By Shira J. Rodriguez


Author’s Note: I owe this story to my lovely friend E.K. Meyer (ofwitandwrittenwords.com). Some time ago, she posted a lovely painting by Filippo Palizzi titled “Over the Wall” and wrote a short dramatised prose version of the scene and what the girl in the painting was looking at over the wall. Inspired by this, I wrote a short story for this portrait and found the concept so delightful, that I thought you, dear reader, might enjoy reading this little piece.



      The morning was warm and sultry and her hair curled into little eddies about her head like the windblown grass on the Yorkshire Moors. Despite all her best efforts to press it down with her sweaty palms, the stray curls would keep bobbing about in the wind like little buds on the stalks of wildflowers in spring. A fresh blush rose a little higher into her red cheeks as she wondered why she even bothered about her hair.


      As if he could see it from such a distance! 

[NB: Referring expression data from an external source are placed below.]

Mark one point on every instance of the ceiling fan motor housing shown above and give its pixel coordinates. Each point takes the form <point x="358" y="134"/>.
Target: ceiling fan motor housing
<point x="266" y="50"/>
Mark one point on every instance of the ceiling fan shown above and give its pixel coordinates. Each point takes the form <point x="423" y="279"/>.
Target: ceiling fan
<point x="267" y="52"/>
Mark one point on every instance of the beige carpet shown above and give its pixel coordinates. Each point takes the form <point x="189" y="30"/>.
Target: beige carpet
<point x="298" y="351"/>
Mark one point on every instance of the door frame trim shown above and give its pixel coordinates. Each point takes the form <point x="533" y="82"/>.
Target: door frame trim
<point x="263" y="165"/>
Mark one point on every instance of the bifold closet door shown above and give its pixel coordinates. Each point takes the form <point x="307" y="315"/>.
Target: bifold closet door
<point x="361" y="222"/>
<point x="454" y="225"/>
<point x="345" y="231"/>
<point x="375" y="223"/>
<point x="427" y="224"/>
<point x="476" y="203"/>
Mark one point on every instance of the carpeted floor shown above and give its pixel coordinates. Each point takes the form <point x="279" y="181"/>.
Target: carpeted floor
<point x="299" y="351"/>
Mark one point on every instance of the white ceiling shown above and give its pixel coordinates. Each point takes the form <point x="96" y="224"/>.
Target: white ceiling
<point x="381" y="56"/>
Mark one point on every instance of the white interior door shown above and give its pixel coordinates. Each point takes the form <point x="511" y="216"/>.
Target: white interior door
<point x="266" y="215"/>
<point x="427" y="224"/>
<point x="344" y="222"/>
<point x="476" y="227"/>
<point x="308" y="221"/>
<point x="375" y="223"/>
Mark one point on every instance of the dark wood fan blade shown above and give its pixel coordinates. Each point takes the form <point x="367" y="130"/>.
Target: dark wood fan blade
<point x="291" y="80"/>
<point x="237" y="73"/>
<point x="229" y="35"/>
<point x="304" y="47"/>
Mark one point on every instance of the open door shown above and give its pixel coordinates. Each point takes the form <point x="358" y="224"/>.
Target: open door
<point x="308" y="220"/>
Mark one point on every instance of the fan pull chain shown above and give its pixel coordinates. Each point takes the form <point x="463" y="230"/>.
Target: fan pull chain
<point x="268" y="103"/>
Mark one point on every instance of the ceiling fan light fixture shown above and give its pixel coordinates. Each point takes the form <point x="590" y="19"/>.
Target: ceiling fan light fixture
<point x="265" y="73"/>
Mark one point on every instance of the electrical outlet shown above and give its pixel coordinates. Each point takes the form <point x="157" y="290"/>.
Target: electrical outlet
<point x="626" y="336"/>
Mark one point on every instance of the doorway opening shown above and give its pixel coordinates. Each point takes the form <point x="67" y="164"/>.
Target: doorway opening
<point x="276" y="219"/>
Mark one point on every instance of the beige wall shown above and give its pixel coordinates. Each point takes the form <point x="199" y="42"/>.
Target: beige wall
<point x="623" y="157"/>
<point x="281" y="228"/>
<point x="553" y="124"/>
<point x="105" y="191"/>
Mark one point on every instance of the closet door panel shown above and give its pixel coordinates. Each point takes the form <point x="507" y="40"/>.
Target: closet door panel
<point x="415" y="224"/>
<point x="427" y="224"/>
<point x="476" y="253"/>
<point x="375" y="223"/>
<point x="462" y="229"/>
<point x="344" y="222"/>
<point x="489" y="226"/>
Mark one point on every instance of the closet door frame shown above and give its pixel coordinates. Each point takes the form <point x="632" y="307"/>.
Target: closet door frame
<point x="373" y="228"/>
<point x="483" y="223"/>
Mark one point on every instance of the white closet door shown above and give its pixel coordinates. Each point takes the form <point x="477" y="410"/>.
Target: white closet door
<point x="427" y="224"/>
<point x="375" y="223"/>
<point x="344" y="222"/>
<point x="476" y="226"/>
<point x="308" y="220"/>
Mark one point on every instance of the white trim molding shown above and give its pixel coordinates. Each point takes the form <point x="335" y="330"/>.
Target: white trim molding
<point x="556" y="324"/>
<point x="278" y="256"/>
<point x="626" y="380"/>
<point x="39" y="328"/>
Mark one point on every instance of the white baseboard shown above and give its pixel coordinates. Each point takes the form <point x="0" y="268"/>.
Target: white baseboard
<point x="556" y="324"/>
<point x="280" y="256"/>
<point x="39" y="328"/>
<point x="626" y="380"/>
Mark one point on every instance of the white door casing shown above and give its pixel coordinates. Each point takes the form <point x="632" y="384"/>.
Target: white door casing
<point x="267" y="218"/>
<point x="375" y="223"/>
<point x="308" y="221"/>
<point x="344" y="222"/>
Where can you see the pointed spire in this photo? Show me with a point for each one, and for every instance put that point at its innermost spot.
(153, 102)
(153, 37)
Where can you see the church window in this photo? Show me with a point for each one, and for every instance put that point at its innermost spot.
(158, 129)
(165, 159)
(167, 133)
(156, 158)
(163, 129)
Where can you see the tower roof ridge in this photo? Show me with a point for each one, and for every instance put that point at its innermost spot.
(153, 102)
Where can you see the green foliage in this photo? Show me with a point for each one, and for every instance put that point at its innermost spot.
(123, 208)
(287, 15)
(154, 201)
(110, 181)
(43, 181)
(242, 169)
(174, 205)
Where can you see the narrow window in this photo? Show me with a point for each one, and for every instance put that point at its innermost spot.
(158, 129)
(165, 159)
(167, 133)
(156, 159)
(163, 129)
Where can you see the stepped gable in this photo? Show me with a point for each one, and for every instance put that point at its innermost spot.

      He was traveling down the hill on that pebbly road below the wall, in his fine lake-blue waistcoat. Not like her scratchy and earthy yellow working clothes that had no ornament. They were simple cotton clothes, bare as her dirt-brushed feet. Common. If her dress had been made of a goldenrod silk or peony satin, then he would have turned his eyes upon her and seen her.


      They said he was wealthy, the people in the village, and that he was a recluse and not at all in the habits of most young gentlemen. He didn’t ride, he didn’t hunt, and he never had parties or balls at his estate – the great house with the gold tips that glared in the sun as you rode down the path. Such a neat path too, without a blade of grass out of place and a quiet sort of slumber over the whole park. Not a single gunshot or the soft flop of a fowl was ever heard from that still wood. But she had seen him from afar and watched him pass every day by her house in the carriage. 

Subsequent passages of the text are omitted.